2.13 Het niet behouden van algemeen geaccepteerde arbeid wordt gekwalificeerd als het betonen van tekortschietend besef van verantwoordelijkheid voor de voorziening in het bestaan, als bedoeld in artikel 18 WWB.
2.14 Dat leidt ertoe dat verweerder ingevolge artikel 18, tweede lid, WWB gehouden was een maatregel op te leggen.
2.15 Ingevolge de Afstemmingsverordening wordt het niet behouden van passende arbeid als een gedraging van de vijfde categorie aangemerkt, waaraan een verlaging van de bijstand gedurende 3 maanden 100% verbonden is. Indien sprake is van recidive wordt deze maatregel verdubbeld. In verband met de gezinsomstandigheden heeft verweerder de maatregel echter gematigd, tot een verlaging van 50% gedurende vier maanden.
2.16 Vaststaat dat verweerder bij besluit van 26 juni 2006 eiser een maatregel heeft opgelegd wegens het onvoldoende meewerken aan re-integratie. De daartegen aangewende rechtsmiddelen hebben niet geleid tot herroeping of vernietiging van dit besluit. Nu eiser zich binnen 12 maanden na het besluit van 26 juli 2006 zich schuldig heeft gemaakt aan een verwijtbare gedraging, is sprake van recidive.

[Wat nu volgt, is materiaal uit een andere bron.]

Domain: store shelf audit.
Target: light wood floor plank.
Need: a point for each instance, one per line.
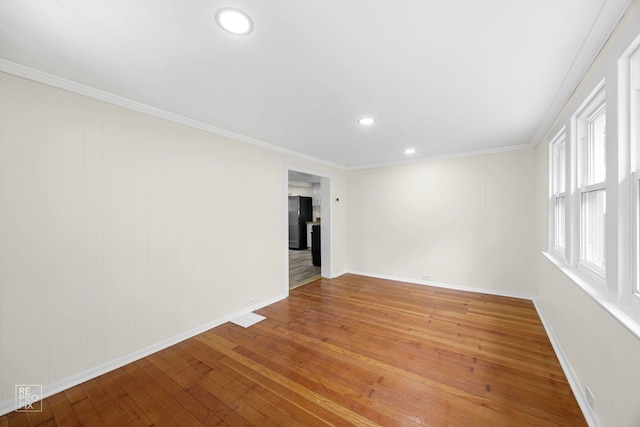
(348, 351)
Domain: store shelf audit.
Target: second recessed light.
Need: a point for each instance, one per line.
(234, 21)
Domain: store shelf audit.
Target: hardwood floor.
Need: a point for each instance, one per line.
(347, 351)
(301, 268)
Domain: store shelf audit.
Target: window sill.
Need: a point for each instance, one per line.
(627, 315)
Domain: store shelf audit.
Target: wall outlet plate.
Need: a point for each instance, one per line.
(589, 396)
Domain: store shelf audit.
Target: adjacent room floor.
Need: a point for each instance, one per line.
(301, 268)
(347, 351)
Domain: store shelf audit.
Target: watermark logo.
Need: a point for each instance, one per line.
(28, 398)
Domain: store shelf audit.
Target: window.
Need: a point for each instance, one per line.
(635, 163)
(592, 172)
(558, 190)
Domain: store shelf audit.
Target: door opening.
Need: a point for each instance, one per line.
(308, 221)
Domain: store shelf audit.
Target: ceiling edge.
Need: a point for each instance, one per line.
(488, 151)
(603, 26)
(71, 86)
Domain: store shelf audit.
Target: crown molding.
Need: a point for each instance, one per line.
(71, 86)
(607, 19)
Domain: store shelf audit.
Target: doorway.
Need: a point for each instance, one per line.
(311, 260)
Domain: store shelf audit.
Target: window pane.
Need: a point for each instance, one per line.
(592, 228)
(596, 149)
(559, 223)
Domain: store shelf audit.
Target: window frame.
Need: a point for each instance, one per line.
(591, 110)
(634, 166)
(559, 174)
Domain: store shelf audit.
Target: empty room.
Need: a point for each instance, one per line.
(470, 172)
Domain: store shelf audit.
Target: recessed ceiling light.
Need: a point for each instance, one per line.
(366, 121)
(234, 21)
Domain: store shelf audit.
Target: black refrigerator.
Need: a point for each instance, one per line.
(300, 211)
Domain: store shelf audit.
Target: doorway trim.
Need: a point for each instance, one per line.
(325, 212)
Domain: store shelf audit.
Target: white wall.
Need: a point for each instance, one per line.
(119, 230)
(602, 353)
(462, 221)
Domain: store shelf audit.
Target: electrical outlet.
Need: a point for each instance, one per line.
(589, 396)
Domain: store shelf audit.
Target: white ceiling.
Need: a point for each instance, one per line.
(442, 76)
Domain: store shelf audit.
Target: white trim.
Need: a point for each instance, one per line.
(66, 383)
(627, 316)
(574, 383)
(485, 152)
(587, 55)
(444, 285)
(572, 378)
(71, 86)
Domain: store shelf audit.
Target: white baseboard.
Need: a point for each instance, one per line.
(66, 383)
(445, 285)
(574, 383)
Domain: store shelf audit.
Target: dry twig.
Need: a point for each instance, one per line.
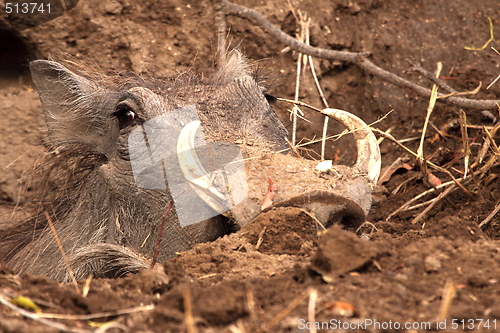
(357, 58)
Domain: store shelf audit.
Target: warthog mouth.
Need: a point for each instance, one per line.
(340, 195)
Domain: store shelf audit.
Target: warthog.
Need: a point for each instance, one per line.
(125, 148)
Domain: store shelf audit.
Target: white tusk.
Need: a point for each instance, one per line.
(369, 159)
(194, 172)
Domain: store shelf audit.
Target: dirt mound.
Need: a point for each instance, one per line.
(439, 273)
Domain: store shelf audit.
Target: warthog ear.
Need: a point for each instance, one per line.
(74, 107)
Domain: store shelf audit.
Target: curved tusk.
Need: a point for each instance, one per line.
(194, 172)
(369, 159)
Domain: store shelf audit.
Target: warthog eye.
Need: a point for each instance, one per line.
(125, 115)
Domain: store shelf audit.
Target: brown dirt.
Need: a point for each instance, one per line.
(397, 276)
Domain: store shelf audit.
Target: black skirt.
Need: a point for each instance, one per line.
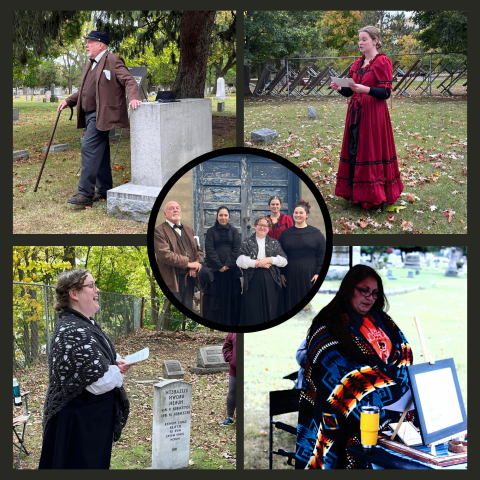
(263, 301)
(80, 435)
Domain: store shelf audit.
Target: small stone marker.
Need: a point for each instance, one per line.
(173, 369)
(312, 113)
(60, 147)
(20, 153)
(210, 360)
(172, 400)
(265, 135)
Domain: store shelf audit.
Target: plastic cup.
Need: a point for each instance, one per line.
(369, 423)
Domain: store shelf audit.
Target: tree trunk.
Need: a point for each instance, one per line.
(195, 37)
(246, 81)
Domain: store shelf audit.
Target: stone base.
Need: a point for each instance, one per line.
(133, 202)
(206, 371)
(60, 147)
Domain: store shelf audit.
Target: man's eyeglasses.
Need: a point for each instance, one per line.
(367, 293)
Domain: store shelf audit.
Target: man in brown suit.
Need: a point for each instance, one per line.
(101, 107)
(178, 254)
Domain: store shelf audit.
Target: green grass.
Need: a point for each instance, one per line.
(431, 143)
(46, 211)
(270, 355)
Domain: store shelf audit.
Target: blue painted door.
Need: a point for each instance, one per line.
(243, 183)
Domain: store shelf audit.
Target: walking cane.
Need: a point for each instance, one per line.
(49, 144)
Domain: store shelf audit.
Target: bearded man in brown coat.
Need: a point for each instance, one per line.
(178, 254)
(101, 107)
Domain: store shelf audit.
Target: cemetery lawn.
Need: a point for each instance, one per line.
(211, 446)
(270, 355)
(431, 143)
(47, 211)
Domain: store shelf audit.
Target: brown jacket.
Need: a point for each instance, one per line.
(168, 255)
(111, 102)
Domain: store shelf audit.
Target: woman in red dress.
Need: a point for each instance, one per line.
(279, 221)
(368, 172)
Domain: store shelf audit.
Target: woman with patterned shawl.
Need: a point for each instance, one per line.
(356, 356)
(86, 406)
(368, 171)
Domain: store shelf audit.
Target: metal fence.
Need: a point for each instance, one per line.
(34, 318)
(414, 75)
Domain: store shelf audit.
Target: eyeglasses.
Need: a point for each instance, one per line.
(367, 293)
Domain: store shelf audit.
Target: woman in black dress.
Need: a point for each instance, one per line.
(305, 249)
(86, 406)
(222, 297)
(260, 257)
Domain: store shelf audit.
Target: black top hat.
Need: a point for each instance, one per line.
(99, 37)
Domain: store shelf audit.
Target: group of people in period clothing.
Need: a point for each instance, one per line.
(279, 263)
(101, 107)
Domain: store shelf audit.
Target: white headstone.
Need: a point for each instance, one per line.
(172, 400)
(220, 89)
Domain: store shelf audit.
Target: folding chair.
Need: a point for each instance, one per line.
(282, 401)
(18, 422)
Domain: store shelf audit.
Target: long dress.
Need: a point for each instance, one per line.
(305, 249)
(368, 170)
(336, 386)
(222, 297)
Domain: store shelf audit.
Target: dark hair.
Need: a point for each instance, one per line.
(273, 197)
(331, 315)
(269, 223)
(68, 280)
(304, 204)
(218, 211)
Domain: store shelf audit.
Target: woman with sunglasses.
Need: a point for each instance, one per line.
(260, 257)
(356, 356)
(86, 406)
(279, 220)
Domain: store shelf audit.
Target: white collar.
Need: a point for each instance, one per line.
(170, 223)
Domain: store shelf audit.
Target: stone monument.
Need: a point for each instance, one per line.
(210, 360)
(412, 260)
(220, 89)
(172, 400)
(164, 137)
(172, 369)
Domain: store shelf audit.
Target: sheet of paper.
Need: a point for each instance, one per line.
(407, 433)
(137, 356)
(341, 82)
(401, 405)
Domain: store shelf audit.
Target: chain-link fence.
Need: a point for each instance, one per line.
(34, 318)
(414, 75)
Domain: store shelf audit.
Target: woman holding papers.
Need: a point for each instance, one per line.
(368, 171)
(86, 406)
(356, 356)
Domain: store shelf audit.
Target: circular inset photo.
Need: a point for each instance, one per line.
(240, 240)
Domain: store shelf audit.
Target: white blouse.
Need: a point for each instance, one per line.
(246, 262)
(111, 379)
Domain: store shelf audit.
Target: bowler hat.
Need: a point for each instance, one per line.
(99, 37)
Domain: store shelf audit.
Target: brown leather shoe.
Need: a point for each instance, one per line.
(81, 200)
(98, 196)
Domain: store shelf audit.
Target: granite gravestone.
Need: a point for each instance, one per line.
(220, 89)
(210, 360)
(164, 137)
(172, 369)
(172, 400)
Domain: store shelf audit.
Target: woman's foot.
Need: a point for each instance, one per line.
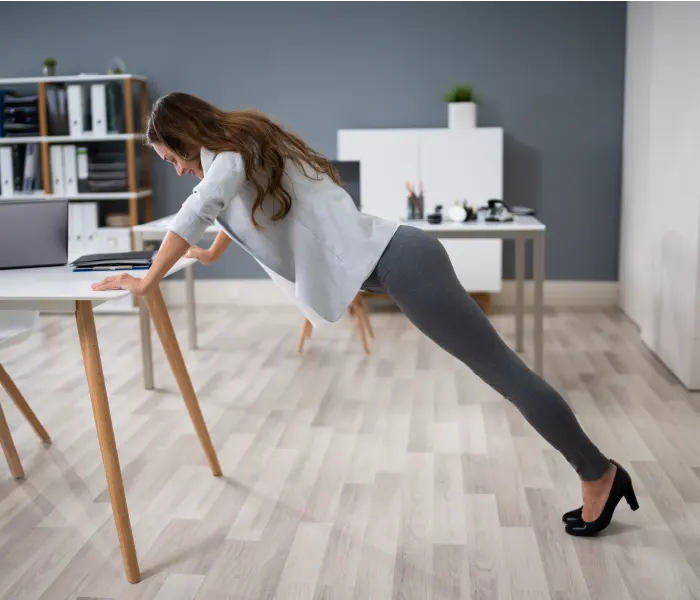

2.17 Eisers hebben betoogd dat de opgelegde maatregel met verschillende internationale verdragen in strijd is. Eisers hebben er daarbij op gewezen dat hun zoon [naam zoon] lijdt aan diabetes, waardoor goede voeding voor hem van het grootste belang is. Door de opgelegde maatregel ontbreekt het eisers aan voldoende middelen om hem het voedsel te verstrekken dat hij nodig heeft. Het gevaar bestaat dat hij hierdoor blijvende gezondheidsschade oploopt, aldus eisers.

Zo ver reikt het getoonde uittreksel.